Yargıtay Kararı 15. Ceza Dairesi 2013/11434 E. 2013/13554 K. 18.09.2013 T.

YARGITAY KARARI
DAİRE : 15. Ceza Dairesi
ESAS NO : 2013/11434
KARAR NO : 2013/13554
KARAR TARİHİ : 18.09.2013

MAHKEMESİ :Asliye Ceza Mahkemesi

Dosya incelenerek gereği düşünüldü;
Mala zarar verme suçu başkasının mülkiyetinde bulunan taşınır veya taşınmaz malın kısmen veya tamamen yıkılması, tahrip edilmesi, yok edilmesi, bozulması kullanılamaz hâle getirilmesi veya kirletilmesiyle oluşur. Bu bakımdan, söz konusu suç, seçimlik hareketli bir suçtur. Yıkma, yalnızca taşınmazlar için söz konusudur. Taşınmazın önceki kullanış biçimine uygun olarak bir daha kullanılamaz duruma getirilmesini ifade eder. Yok etme, suça konu şeyin maddî varlığını ortadan kaldırmaktır. Bozma, suça konu şeyin, amacına uygun olarak kullanılması olanağını ortadan kaldırmaktır. Kirletme, başkasının binasının duvarına yazı yazmak, resim yapmak, afiş ve ilân yapıştırmak şeklinde gerçekleştirilmektedir.
Suça sürüklenen çocuğun, hırsızlık yapmak amacıyla girdiği … yerinin çatıda bulunan kiremitlerini kırmaktan ibaret eyleminin mala zarar verme suçunu oluşturduğuna yönelik kabulde bir isabetsizlik görülmemiştir.

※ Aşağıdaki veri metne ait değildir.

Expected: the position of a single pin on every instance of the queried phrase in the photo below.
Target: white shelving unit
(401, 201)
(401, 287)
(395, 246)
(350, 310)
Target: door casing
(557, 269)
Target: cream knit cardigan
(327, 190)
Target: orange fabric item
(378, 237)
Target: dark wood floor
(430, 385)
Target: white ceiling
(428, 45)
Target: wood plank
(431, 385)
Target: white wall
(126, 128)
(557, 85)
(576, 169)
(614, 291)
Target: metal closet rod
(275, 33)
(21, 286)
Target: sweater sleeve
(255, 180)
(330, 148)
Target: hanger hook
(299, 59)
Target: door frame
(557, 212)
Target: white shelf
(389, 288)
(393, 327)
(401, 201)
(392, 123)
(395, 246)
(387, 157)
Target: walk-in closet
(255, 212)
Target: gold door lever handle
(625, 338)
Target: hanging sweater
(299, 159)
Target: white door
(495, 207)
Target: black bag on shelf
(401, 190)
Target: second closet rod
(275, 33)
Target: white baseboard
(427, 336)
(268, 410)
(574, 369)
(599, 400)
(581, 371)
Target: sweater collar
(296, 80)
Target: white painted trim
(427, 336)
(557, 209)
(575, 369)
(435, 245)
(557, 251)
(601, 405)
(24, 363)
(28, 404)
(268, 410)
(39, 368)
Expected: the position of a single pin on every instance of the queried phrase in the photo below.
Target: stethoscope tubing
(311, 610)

5395 sayılı Kanun’nun 3/a-2. maddesine göre kanunlarda suç olarak tanımlanan bir fiili işlediği iddiası ile hakkında soruşturma veya kovuşturma yapılan ya da işlediği fiilden dolayı hakkında güvenlik tedbirine karar verilen çocuk için suça sürüklenen çocuk ifadesinin kullanılması gerekirken sanık ifadesinin kullanılması mahallinde düzeltilebileceğinden bozma nedeni yapılmamıştır.

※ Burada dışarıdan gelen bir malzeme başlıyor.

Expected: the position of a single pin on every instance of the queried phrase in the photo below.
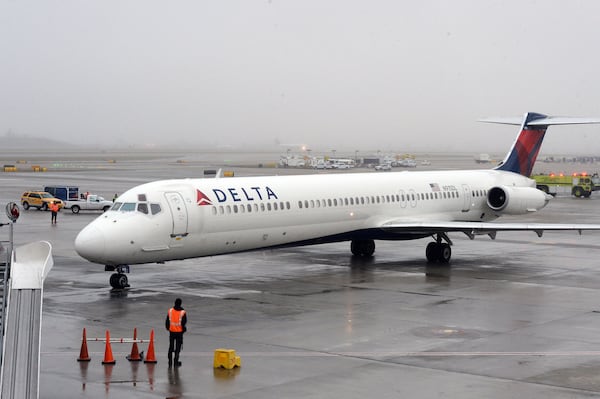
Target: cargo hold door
(178, 212)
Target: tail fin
(523, 153)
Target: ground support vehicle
(91, 203)
(578, 185)
(65, 193)
(39, 200)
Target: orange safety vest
(175, 317)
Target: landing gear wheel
(118, 281)
(431, 252)
(364, 248)
(444, 253)
(438, 252)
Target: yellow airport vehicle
(577, 184)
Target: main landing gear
(439, 251)
(118, 280)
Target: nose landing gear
(439, 251)
(118, 280)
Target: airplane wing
(471, 229)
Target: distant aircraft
(187, 218)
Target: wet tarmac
(514, 317)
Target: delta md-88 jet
(187, 218)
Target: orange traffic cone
(135, 353)
(150, 356)
(83, 353)
(108, 357)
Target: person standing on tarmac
(54, 210)
(175, 324)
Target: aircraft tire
(118, 281)
(431, 252)
(364, 248)
(444, 253)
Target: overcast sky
(390, 75)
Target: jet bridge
(30, 264)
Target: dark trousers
(175, 343)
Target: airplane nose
(90, 244)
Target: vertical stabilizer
(524, 151)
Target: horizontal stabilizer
(544, 121)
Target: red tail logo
(202, 199)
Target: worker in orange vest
(175, 323)
(54, 209)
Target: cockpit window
(143, 207)
(128, 207)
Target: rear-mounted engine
(516, 200)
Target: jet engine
(516, 200)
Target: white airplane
(187, 218)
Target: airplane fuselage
(186, 218)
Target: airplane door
(179, 213)
(467, 198)
(403, 199)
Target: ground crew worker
(54, 210)
(175, 323)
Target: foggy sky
(390, 75)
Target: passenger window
(155, 208)
(128, 207)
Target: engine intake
(516, 200)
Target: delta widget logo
(202, 199)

Yapılan yargılamaya, toplanıp karar yerinde gösterilen delillere, mahkemenin kovuşturma sonuçlarına uygun olarak oluşan kanaat ve takdirine, incelenen dosya kapsamına göre diğer temyiz itirazlarının reddine, ancak;
5275 sayılı Ceza ve Güvenlik Tedbirlerinin İnfazı Hakkında Kanun’un “Adli para cezasının infazı” başlıklı 106. maddesinin 4. fıkrası uyarınca çocuklar hakkında hükmedilen adli para cezalarının ödenmemesi halinde, bu cezaların hapse çevrilemeyeceğinin gözetilmemesi
Bozmayı gerektirmiş, suça sürüklenen çocuk müdafinin temyiz itirazları bu itibarla yerinde görülmüş olduğundan hükmün bu sebepten dolayı 5320 sayılı Kanun’un 8/1. maddesi gereğince uygulanması gereken 1412 sayılı CMUK’nın 321. maddesi uyarınca BOZULMASINA, ancak yeniden duruşma yapılmasını gerektirmeyen bu hususun aynı kanunun 322. maddesi uyarınca düzeltilmesi mümkün bulunduğundan, hüküm fıkralarından adli para cezalarının taksitler halinde ödenmesi ile ilgili bölümden “geri kalan kısmın hapse çevrileceğinin” ibaresi çıkartılmak suretiyle sair yönleri usul ve yasaya uygun bulunan hükmün DÜZELTİLEREK ONANMASINA, 18.09.2013 tarihinde oybirliğiyle karar verildi.